Hall of Fame – Little Berlin in Tilburg

October 4, 2013
by Tjeerd van Erve

Here we are, Hall Of Fame; a youth centre, a hide out for the subversive, a skatepark – mostly a skatepark – and a small stage. Dogs wander in and out the old factory hall based on the defunct marshalling yard of the NS – still the biggest railroad company of the Netherlands – whilst skaters manoeuvre through them and their – mostly older – owners. Signs on the wall saying “Do Not Skate Here” are considered wall decoration to be ignored, as are the symbols telling you you have entered a non-smoking zone. Personnel, considered misfits, drop-outs or too subversive in other places, kindly remind the youngsters of the rules, which they then silently oblige even though you see the boys (and occasional rolling girl) think; Why walk, when you’ve learned how to ride?.

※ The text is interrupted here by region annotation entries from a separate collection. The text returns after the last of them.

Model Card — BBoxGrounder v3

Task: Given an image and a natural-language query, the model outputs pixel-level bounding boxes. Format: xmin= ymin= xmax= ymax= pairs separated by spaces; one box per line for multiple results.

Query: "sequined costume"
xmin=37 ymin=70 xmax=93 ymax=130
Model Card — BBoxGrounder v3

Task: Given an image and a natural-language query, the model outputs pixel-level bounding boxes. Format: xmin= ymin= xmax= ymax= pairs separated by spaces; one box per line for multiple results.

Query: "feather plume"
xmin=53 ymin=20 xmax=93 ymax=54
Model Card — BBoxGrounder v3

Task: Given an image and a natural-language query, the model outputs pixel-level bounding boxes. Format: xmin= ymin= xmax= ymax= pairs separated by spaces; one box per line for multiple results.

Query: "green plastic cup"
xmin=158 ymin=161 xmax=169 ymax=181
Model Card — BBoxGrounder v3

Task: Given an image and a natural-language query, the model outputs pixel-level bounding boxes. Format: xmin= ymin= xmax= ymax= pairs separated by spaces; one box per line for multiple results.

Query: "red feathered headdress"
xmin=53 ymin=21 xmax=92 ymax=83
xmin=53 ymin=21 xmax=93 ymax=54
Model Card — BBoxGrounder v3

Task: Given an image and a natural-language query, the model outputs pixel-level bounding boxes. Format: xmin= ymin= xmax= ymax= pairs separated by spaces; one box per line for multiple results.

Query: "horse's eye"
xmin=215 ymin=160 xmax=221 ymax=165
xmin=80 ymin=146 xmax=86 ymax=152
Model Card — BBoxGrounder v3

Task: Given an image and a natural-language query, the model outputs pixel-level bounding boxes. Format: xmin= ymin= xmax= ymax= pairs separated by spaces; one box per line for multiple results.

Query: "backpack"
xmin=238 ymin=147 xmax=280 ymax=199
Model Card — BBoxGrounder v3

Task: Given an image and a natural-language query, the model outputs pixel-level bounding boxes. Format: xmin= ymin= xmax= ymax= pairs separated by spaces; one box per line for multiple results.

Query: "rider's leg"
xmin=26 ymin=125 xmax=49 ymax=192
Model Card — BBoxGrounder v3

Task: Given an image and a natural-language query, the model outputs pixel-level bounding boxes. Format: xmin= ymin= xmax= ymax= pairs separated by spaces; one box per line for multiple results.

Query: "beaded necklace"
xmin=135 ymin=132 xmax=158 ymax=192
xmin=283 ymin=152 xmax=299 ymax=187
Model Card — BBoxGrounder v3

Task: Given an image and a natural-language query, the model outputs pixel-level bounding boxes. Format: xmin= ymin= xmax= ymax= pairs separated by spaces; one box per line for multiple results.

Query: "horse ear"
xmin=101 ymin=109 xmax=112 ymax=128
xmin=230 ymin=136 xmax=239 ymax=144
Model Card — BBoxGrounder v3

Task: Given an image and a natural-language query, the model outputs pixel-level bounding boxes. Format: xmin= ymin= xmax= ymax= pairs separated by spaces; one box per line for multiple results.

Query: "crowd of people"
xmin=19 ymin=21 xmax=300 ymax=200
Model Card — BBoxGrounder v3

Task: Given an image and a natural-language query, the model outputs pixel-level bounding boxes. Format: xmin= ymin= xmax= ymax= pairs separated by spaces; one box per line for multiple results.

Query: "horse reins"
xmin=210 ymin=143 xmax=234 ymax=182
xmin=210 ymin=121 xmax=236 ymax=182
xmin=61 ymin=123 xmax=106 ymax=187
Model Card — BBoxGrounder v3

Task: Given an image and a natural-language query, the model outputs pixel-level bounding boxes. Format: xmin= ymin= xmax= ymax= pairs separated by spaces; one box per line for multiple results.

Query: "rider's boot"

There is a hint of freedom in the air, like in those old cultural squatting centres. That feeling that any second something can, no will happen, almost an autonomous zone. A feeling cultivated by the architecture, which mostly left the old factory in tact, with the tow bridge still – dysfunctional, I guess – still floating in the air. A perfect hang out for adolescents to grow in to young adults that’ll make the changes in a later stage of the life. And a perfect backdrop for your better independent rock, away from the hassle in a place where pints of beer are still reasonably priced. “Berlin……, I heard people whisper during Incubate, with little sparks of love in their eyes. But this is Tilburg, a city which cultural life is typified by its citizens initiative. A city where top down is distrusted, not out of ideology but by nature.
An ideal climate for Hall Of Fame to flourish, you should say. But there is a downside to the story; to many people yet have to discover the road to Hall Of Fame. Many great concerts happen before too small a crowd, mostly due to lacking publicity. Surely it can’t be the price of the tickets, which never exceeds five euro (which equals three beers and some change at the bar) nor can it be the (live) agenda which has had great indie-bands such as Raketkanon, Reiziger, Nouveau Vélo, Space Siren and many other attractive (Dutch) names on the bill. But as with every youth centre, Hall Of Fame lacks the means to start a decent agenda-propaganda. And besides that, there is the location itself. It is just a five minute stroll from the lively centre of town, but hidden from view and only twenty metres on the “wrong” side of the tracks only those who pay attention and know, know how to find it. Especially now that the city is working on making the area more accessible, the skate park and stage an adventure to reach, keeping it kinda isolated for now. Of course the roadworks should change that and the coming of more cultural activities to the former marshalling yard will probably bring more people to the hall. Still, it is a pity – almost shameful – to see Reiziger play a kick as noiserock show in front of one lost dj, a likewise lost journalist, the opening act Nouveau Vélo and a handful of die-hard concert visitors and Hall-adepts (kudoos for Reiziger, though, for still giving it their 120%, whilst only a week later they’d play a sold out AB in Bruxelles, opening for The Breeders).
Still the cultural outpost deserves credits. Not only for the atmosphere, but mostly for the bookings. Even with the limited budget, the self chosen limit of five euro entree-fee and the relatively unknown name the stage has an on going adventures program going on, range-ing from tekno to reggae, hiphop to noise rock and even free-jazz and your regular elektronic noise party. All with a strong focus on local, regional and national artists that might not have another stage to perform because the miss the – now a days so much needed – commercial credibility. Hall Of Fame does not book to sell beer, but to be a platform of the unknown but loveable on a highly accessible stage whilst harbouring the outcasts and dropouts at the same time.